The rules are as follows:
- Divide the grid into rooms based on the icons within the grid.
- + icons must be inside a square room.
- - icons must be in a rectangular room of which the width is greater than its height.
- | icons must be in a rectangular room of which the height is greater than its width.
- All rooms must have 1 icon in them.
Tatamibari's usually not a difficult game. The challenge often only lies in figuring out whether a room's supposed to be one cell bigger or smaller, but this is usually resolve pretty swiftly once other rooms have a definitive answer. These answers are often found easily thanks to some easy deduction work, as clusters of icons often leave little to no room for anything other than a single answer.

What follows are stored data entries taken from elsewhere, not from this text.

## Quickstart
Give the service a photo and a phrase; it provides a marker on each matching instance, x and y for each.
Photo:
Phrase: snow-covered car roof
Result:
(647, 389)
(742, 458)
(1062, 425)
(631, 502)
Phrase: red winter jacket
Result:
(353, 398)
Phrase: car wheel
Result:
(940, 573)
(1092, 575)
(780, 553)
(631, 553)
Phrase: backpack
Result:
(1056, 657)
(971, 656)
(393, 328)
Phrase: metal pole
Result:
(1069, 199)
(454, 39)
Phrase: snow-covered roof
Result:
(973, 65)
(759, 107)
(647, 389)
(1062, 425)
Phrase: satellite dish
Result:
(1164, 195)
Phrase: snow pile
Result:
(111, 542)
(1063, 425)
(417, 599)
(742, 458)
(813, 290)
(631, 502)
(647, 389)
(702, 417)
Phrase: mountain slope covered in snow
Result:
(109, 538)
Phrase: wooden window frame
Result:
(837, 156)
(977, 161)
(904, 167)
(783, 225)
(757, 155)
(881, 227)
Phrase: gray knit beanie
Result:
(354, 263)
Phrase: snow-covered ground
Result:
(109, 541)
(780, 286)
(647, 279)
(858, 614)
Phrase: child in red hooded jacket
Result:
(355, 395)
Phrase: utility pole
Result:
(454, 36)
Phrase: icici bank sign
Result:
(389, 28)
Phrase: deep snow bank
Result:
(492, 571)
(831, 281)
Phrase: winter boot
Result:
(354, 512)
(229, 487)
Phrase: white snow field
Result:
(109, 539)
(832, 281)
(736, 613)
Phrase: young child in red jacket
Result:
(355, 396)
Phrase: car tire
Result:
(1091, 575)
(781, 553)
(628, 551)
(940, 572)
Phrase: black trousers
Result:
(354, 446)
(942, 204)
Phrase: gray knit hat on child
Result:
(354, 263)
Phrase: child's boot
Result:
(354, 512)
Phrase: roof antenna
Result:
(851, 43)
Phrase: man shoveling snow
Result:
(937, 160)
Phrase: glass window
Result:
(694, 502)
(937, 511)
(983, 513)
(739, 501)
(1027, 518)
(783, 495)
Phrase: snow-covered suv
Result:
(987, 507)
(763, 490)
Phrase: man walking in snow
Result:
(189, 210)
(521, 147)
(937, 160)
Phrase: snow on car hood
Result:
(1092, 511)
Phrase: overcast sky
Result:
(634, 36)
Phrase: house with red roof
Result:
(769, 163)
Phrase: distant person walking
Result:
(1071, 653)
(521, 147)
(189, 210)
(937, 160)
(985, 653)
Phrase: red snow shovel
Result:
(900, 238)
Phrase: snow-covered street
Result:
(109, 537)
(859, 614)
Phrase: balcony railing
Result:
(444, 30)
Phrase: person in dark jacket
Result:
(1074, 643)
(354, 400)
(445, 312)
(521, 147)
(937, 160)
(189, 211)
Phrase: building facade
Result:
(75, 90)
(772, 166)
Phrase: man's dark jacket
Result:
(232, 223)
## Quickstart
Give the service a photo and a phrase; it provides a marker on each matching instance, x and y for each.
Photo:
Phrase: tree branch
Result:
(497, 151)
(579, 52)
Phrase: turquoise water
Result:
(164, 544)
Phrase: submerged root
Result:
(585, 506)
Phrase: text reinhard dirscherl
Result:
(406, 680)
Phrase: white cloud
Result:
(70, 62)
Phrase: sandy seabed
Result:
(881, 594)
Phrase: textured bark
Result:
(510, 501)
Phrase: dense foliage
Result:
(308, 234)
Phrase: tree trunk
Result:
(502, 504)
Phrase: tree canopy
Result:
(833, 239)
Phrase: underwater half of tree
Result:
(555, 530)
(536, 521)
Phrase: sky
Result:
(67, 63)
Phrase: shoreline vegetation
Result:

Many puzzles (including my own example) have multiple answers however, but this is something that will only matter when you adapt your puzzle in specific ways.
Depending on the size of the field you're playing with, Tatamibari can be tricky to adapt to an RPG setting. There are some ways though. The layout of a town, stacks of various crates (one of which might be important), plots of farm land, animal shelters, and so on.
I've gone with the layout of a building for my example. My character's trying to infiltrate a building, but all she's been given is a note with the symbols, and the instructions on how to solve a Tatamibari puzzle. She's also told solving this will reveal the layout of the building, but she won't know what's inside each room until she actually enters them. I added the doors below purely for effect, my character won't know they're there untils she actually sees and/or finds them.
If she figures out the puzzle and thus the layout of the building she'll know of secret rooms accessible only through secret doors. These'll lead to loot or perhaps plot relevant secrets, but without the map and thus the knowledge of these rooms she'll likely miss these rooms when making her way through the building.
As mentioned my puzzle has multiple solutions. The top left '+' could fit into a 2x2 room, then the top right '-' could extend one further to the left. The top middle '+' would then fit in a 1x1 cell. This matters only if you put relevant information/items/etc. in these rooms, and only in such a way that the alternative version would break this. So plan ahead if this'll matter to your game.
Alternatively, stick to puzzles with a unique solution or add the relevant items after your group has figured out one of the solutions. Having said that, using a puzzle with multiple solutions can speed things up a bit, which is useful for some groups.